At this point, I’m not sure what’s really left to drive Groupon stock higher.
The Turnaround Strategy Isn’t Helping GRPN Stock
Groupon is making some changes to its business. For one, it’s “streamlining” its business. SG&A spending fell over 10% in Q3 year-over-year, excluding a litigation reserve the year before. The company has shrunk its global footprint: Groupon operated in 47 countries at the beginning of 2015, a figure that will drop to 15 going forward.
And it has lightened its headcount, which declined 20% year-over-year in the third quarter.
Groupon isn’t just playing defense, either. The company has ramped up its marketing spend, which rose from $62 million in Q3 2015 to $88 million the following year.
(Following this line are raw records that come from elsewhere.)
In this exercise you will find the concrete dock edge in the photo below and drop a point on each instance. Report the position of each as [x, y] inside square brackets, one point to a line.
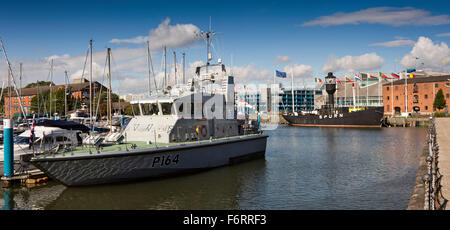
[417, 199]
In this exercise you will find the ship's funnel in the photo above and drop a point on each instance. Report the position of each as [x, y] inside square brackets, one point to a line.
[330, 86]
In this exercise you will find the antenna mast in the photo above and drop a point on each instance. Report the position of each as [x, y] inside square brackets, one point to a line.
[184, 72]
[90, 88]
[165, 69]
[175, 66]
[109, 90]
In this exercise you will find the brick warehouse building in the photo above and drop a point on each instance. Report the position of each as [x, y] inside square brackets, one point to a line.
[421, 93]
[78, 89]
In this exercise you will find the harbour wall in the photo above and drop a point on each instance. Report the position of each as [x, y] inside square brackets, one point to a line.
[417, 198]
[406, 121]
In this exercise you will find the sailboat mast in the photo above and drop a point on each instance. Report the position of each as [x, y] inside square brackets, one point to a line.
[109, 89]
[20, 87]
[165, 69]
[51, 88]
[175, 66]
[9, 93]
[65, 93]
[148, 62]
[184, 72]
[90, 87]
GRPN management said on the Q3 conference call that the company also was increasing discounting, which it treats as another form of marketing.
Meanwhile, the company is trying to step away from low-margin product revenue, which CEO Rich Williams has called “empty calories”.
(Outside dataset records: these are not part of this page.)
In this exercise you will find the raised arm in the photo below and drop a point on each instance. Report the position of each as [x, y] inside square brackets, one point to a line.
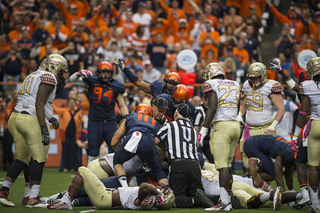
[76, 78]
[132, 77]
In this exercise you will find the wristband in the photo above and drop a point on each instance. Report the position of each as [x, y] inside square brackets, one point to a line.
[291, 83]
[296, 133]
[130, 75]
[274, 124]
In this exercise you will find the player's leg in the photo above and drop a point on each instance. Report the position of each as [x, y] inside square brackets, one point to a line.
[120, 156]
[314, 162]
[109, 128]
[21, 162]
[94, 139]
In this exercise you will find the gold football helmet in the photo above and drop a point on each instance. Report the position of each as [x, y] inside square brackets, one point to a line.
[54, 63]
[212, 70]
[313, 67]
[57, 65]
[257, 69]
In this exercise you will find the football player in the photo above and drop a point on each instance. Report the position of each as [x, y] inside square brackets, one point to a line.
[155, 88]
[35, 105]
[261, 96]
[144, 197]
[104, 92]
[309, 92]
[223, 100]
[180, 94]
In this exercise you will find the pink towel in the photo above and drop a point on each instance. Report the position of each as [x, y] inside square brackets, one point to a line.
[246, 133]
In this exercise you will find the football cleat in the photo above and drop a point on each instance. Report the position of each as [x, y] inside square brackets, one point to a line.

The moves haven’t done much for GRPN stock, however. Groupon stock has increased from levels below $3 in late 2015/late 2016 — but most of the market has gained over the same period. Other than a bout of optimism after Q3, the market simply isn’t that interested in GRPN. There are long-term concerns that remain — and should cast their shadow over the Q4 report.
The Long-Term Pressures on Groupon Stock
There’s a legitimate question as to whether Groupon’s business model can actually work. Many investors have argued that it isn’t a marketing company for local businesses. Rather, it’s a predatory lender, offering upfront cash from Groupon sales in return for deals that offer little to no profit over the following months.
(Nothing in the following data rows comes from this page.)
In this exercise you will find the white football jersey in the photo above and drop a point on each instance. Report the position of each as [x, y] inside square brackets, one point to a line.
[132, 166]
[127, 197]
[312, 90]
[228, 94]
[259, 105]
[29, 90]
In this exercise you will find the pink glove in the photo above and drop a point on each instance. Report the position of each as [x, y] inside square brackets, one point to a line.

That means GRPN’s business customers tend to be struggling — and it means that over the long term, it actually erodes pricing power in businesses like salons and restaurants. Why pay full price for any service if a Groupon is available for 50% or even 30% off?
That problem creates a potential “vicious cycle.” Groupon sales make profitability more difficult for local businesses. They then turn to the site for a cash infusion, and pricing drops even further.
That issue aside, the broader issue for GRPN stock is that the company isn’t really that profitable. 2016 Adjusted EBITDA is guided to $150 million-$165 million. Even excluding the company’s cash balance, that implies an enterprise value to EBITDA ratio over 9x. That multiple is higher than for most retailers.
And yet profits are declining sharply: Adjusted EBITDA in 2015 was $257 million. Free cash flow was $169 million; it’s just $14 million over the past four quarters. If that doesn’t change, and quickly, it’s hard to see Groupon stock rebounding.
GRPN After Q4 And Beyond
The core problem for Groupon stock is that there’s not a lot of good news at the moment. While the stock seems ‘cheap’ below $4 per share, GRPN still has a market capitalization over $2 billion. That figure is almost 150x its trailing twelve-month cash flow. Yet profits are declining, and the balance sheet is colored by worries about potential refund liabilities.
So Groupon has to make significant changes — but it’s not clear exactly what is left to do. It has cut spending and headcount, but used those funds to increase marketing spending. Higher discounting has lowered the company’s “take rate” (basically the cut it takes off each deal), which is pressuring gross margins.
GRPN is driving better revenue, particularly in North America, but top-line growth isn’t all that impressive. Billings in North America were up 6% in Q3, for instance. And Groupon is paying heavily in terms of margins for those modestly higher sales.
What seems likely to color the Q4 report is the question of, “What’s left?” Groupon needs to show investors it can drive consistent profits that support even the current price. But the company may be stuck between a rock and a hard place. If it continues to spend more on marketing and discounting, already-narrow margins will take a hit. If it tries to improve margins, revenue likely declines, and margins and sales may decline.
Even if Groupon’s plan does succeed to some extent longer-term, it seems too early to see those improvements impacting the Q4 report that much. The company isn’t pulling back on its spending, and profits still are guided to decline for the quarter. Until that decline stops, GRPN stock seems likely to struggle. And it’s not certain that decline will ever stop.
As of this writing, Vince Martin has no positions in any securities mentioned in this article.